Transform directly into NEB 5-alpha or BL21 (DE3) cells without additional cleanup. The protocol has been validated for simultaneous introduction of dozens of mutations.

KLD primer design

KLD (Kinase-Ligation-DpnI) is an alternative mutagenesis method using inverse PCR to amplify the entire plasmid with mutations incorporated at the primer junction.

Inputs: Same as SLIM design
- data/design_kld/kld_template_gene.fasta
- data/design_kld/kld_context.fasta
- data/design_kld/kld_target_mutations.csv (single mutations column)

Run:

uht-tooling design-kld \
  --gene-fasta data/design_kld/kld_template_gene.fasta \
  --context-fasta data/design_kld/kld_context.fasta \
  --mutations-csv data/design_kld/kld_target_mutations.csv \
  --output-dir results/design_kld/

Outputs:

KLD_primers.csv — columns [Primer Name, Sequence, Tm (binding), GC%, Length, Notes], 2 primers per mutation (_F, _R)

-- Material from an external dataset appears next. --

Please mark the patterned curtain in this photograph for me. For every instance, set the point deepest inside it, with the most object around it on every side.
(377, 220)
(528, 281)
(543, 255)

Mutation nomenclature: Same as SLIM (substitution, deletion, insertion, indel, library).

KLD vs SLIM

Method	Primers	Mechanism	Best for
SLIM	4 per mutation	Overlap assembly	Multiple simultaneous mutations
KLD	2 per mutation	Inverse PCR + ligation	Single mutations, simpler workflow

KLD primer design rules

Forward primer: Mutation codon at 5' end + downstream template-binding region
Reverse primer: Reverse complement of upstream region, 5' end adjacent to forward
Tm calculated on template-binding regions only (50-65°C target)
Tm difference between primers kept within 5°C
GC content 40-60%
Binding region 18-24 bp

Experimental workflow

PCR amplify entire plasmid with KLD primer pair
DpnI digest to remove methylated template
T4 PNK phosphorylation of 5' ends
T4 DNA ligase to circularize
Transform into competent cells

NEB sells a KLD Enzyme Mix (M0554) that combines these steps.

Gibson assembly primers

Inputs mirror the SLIM workflow but use data/design_gibson/.
Link sub-mutations with + to specify multi-mutation assemblies (e.g., A123G+T150A).

Run:

uht-tooling design-gibson \
  --gene-fasta data/design_gibson/gibson_template_gene.fasta \
  --context-fasta data/design_gibson/gibson_context.fasta \
  --mutations-csv data/design_gibson/gibson_target_mutations.csv \
  --output-dir results/design_gibson/

Outputs:

Gibson_primers.csv — columns [Group, Submutation, Primer Name, Sequence]
Gibson_assembly_plan.csv — columns [Group, Submutation, PCR_Primer_Forward, PCR_Primer_Reverse, Tm (celsius), Amplicon Size (bp)]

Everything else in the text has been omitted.